= Kincardine and Mearns =

Committee area of Aberdeenshire, Scotland

Map of Scotland showing the present-day committee area of Kincardine and Mearns

Kincardine and Mearns is one of six area committees of the Aberdeenshire council area in Scotland. It has a population of 38,506 (2001 Census). There are significant natural features in this district including rivers, forests, mountains and bogs (known locally as mosses).

Transport links with Aberdeen have encouraged rapid population growth, especially in the north of this region. Existing settlements such as Portlethen and Stonehaven have greatly expanded, along with industrial activity. The southern part is more self-sufficient, with the fertile Mearns area sustaining a strong agricultural economy. Small scale tourism activity occurs along its attractive coastline and former fishing villages.

==Kincardine and Deeside district==
Between 1975 and 1996 Kincardine and Deeside was a local government district within the Grampian region. Its area included all of the pre-1975 county of Kincardineshire apart from Nigg in the northeast which was covered by the City of Aberdeen district. As the name suggested, it also included the large geographical area of the drainage basin of the River Dee from the southern section of Aberdeenshire. In 1996, this district became part of Aberdeenshire unitary authority in the local government reorganisation.

Aberdeenshire Council subsequently established the Kincardine and Mearns area committee covering the North Kincardine, Stonehaven and Lower Deeside and Mearns wards, which together cover the majority but not all of the pre-1975 county of Kincardineshire.

==History==
In medieval times, the northern part of the area known as Kincardine comprised the Thanedom of Cowie and the Thanedom of Durris.

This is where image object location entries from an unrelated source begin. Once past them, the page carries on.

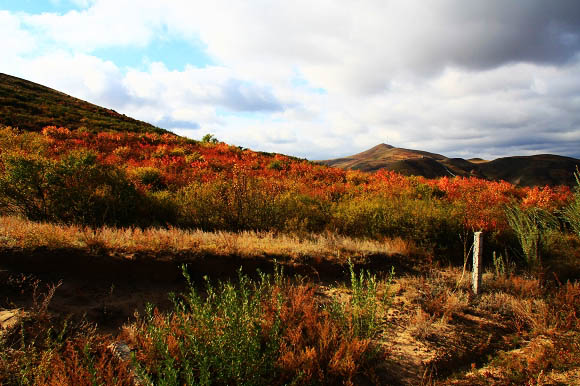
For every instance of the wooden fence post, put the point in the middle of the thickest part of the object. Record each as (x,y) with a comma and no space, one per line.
(477,259)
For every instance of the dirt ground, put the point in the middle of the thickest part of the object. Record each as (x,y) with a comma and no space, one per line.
(108,291)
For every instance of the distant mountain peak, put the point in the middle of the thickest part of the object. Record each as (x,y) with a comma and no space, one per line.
(538,170)
(30,106)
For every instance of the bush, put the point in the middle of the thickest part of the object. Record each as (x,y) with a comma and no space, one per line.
(147,176)
(76,189)
(531,226)
(268,331)
(571,213)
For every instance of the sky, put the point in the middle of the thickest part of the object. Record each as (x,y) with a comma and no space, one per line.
(317,79)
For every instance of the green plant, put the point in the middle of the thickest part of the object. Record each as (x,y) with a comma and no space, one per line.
(530,226)
(363,310)
(209,138)
(571,213)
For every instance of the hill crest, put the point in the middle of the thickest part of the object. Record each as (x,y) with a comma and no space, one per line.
(535,170)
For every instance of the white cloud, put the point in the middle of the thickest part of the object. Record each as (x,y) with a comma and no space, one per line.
(472,79)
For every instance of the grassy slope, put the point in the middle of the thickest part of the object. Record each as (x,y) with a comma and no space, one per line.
(30,106)
(433,331)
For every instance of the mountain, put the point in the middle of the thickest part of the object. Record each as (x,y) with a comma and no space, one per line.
(31,106)
(535,170)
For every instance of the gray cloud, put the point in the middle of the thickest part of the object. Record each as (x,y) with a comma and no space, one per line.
(242,96)
(170,123)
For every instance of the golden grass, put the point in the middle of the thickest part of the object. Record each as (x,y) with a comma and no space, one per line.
(19,233)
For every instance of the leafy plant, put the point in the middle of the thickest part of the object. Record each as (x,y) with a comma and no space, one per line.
(530,226)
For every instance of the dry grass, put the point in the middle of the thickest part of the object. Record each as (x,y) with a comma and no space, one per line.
(19,233)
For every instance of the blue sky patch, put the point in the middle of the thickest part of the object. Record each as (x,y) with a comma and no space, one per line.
(174,54)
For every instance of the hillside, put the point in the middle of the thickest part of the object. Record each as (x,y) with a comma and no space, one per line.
(31,106)
(536,170)
(131,257)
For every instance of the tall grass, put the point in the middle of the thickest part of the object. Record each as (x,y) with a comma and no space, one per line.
(254,332)
(530,226)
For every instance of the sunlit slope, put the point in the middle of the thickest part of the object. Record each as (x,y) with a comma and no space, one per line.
(31,106)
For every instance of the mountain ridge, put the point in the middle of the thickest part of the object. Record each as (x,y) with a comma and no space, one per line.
(534,170)
(31,106)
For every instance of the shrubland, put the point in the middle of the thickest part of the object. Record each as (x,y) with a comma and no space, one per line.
(122,193)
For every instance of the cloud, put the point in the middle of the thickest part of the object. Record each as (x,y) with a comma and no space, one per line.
(460,78)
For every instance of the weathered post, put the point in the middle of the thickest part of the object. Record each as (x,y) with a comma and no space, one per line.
(477,252)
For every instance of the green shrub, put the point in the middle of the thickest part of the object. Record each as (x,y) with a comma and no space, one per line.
(76,189)
(571,213)
(530,225)
(148,176)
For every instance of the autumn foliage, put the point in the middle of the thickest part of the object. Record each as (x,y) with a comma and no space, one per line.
(124,178)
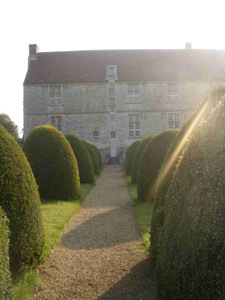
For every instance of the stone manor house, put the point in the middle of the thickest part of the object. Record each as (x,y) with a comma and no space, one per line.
(111,98)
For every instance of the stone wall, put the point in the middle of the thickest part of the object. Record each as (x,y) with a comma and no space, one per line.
(84,109)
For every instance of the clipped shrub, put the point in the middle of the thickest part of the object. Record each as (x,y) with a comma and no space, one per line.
(53,163)
(191,259)
(129,156)
(85,166)
(171,160)
(150,164)
(99,157)
(94,156)
(137,157)
(5,279)
(20,201)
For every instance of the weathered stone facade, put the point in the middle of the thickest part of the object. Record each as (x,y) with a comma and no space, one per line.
(111,113)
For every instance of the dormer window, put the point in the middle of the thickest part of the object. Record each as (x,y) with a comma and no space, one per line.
(111,72)
(55,94)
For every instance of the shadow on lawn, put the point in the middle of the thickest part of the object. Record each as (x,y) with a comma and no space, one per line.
(104,230)
(139,284)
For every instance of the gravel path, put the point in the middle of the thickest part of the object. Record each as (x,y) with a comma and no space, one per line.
(99,256)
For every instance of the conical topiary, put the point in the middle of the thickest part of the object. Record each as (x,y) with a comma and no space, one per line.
(53,163)
(5,279)
(20,200)
(85,165)
(190,263)
(150,164)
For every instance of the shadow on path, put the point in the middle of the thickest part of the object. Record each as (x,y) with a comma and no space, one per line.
(137,285)
(104,230)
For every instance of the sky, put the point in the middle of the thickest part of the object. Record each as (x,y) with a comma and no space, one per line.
(98,24)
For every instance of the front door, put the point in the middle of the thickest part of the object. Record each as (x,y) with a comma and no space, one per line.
(113,144)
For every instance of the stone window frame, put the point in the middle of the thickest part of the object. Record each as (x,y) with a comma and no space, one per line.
(134,125)
(56,121)
(95,133)
(56,95)
(173,92)
(133,93)
(113,134)
(111,72)
(174,120)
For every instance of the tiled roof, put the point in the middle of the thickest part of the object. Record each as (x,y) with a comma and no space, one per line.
(132,65)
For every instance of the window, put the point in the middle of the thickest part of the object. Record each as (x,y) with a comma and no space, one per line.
(133,93)
(112,117)
(174,120)
(173,92)
(55,94)
(134,125)
(111,73)
(95,133)
(113,134)
(57,122)
(111,84)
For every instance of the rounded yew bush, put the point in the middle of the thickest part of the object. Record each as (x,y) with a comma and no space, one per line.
(137,157)
(20,201)
(53,163)
(129,156)
(85,166)
(171,160)
(94,156)
(150,164)
(190,263)
(5,279)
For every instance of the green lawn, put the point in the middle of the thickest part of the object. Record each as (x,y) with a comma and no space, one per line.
(143,214)
(56,214)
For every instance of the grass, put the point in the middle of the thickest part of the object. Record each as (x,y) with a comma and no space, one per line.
(143,213)
(56,214)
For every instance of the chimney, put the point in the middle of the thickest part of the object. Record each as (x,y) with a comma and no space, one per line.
(33,50)
(188,45)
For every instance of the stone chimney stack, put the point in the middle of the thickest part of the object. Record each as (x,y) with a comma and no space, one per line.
(188,45)
(33,50)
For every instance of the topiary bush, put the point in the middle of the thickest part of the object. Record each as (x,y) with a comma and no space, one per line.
(53,163)
(137,157)
(94,157)
(5,279)
(171,160)
(129,156)
(20,201)
(150,164)
(191,256)
(85,166)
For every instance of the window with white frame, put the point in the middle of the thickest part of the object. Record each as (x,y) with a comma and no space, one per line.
(134,125)
(113,134)
(95,133)
(111,72)
(57,122)
(133,93)
(111,84)
(112,117)
(174,120)
(173,92)
(55,94)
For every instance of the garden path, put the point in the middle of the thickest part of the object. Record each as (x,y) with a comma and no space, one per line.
(99,256)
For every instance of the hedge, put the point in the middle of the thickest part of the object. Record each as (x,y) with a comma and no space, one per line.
(171,160)
(94,156)
(191,256)
(129,156)
(53,163)
(5,278)
(85,166)
(20,200)
(150,164)
(137,157)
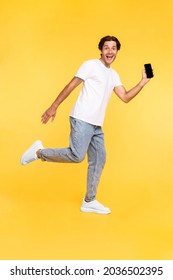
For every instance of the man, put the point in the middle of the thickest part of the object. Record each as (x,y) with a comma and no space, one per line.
(86,119)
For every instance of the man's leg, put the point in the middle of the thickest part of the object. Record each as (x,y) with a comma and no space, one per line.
(96,161)
(80,137)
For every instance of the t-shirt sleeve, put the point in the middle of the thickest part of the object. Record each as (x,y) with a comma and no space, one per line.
(84,71)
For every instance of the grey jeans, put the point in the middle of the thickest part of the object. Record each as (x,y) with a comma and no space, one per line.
(85,139)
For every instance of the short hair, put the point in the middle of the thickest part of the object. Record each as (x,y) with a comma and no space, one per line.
(109,38)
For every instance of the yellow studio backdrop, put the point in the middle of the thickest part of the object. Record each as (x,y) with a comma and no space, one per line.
(42,45)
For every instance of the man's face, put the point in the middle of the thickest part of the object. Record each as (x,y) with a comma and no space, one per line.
(109,52)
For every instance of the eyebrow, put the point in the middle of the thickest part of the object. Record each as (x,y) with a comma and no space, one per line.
(108,46)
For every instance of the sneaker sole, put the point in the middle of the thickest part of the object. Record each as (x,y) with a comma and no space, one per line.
(92,210)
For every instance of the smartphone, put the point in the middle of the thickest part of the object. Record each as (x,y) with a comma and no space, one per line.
(148,70)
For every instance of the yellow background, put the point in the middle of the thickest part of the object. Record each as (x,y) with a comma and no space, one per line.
(42,45)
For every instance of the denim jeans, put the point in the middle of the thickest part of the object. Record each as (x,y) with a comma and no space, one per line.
(85,139)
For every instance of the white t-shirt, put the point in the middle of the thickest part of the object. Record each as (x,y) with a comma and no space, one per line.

The Mearns was described as an earldom. Each of these thanages was with the Crown as late as 1264 AD. In the Middle Ages the principal roadway connecting Stonehaven to Aberdeen was known as the Causey Mounth; this drovers' road was constructed in some places with large boulders in order to span certain boggy stretches.

During the Scottish Enlightenment period, Lord Monboddo operated a large agricultural estate in the Mearns, at which location he conducted considerable research in agricultural improvement; Monboddo was best known as a jurist on the Court of Session, as the father of modern historical linguistics and a pre-evolutionary thinker.

==Notable architecture==
- Dunnottar Castle, Muchalls Castle and Fetteresso Castle are located within this district.
- Kincardine Castle, a Victorian 'arts and crafts' country house in the village of Kincardine O'Neil.
- In the village of Muchalls at Victorian times there existed a large hotel, which fell into ruin in the latter 20th century; the site has now been used for housing.
- There are numerous prehistoric stone circles, standing stones and cairns within this geographic unit.

==Geography and landforms==
Rivers and streams in Kincardine and Mearns include the Burn of Elsick, Burn of Pheppie, Burn of Muchalls, Cowie Water, Carron Water and Bervie Water, all of which discharge to the North Sea. Pictish stones and evidence of a Pictish hillfort have been found at Dunnicaer, a sea stack just north of Dunnottar Castle.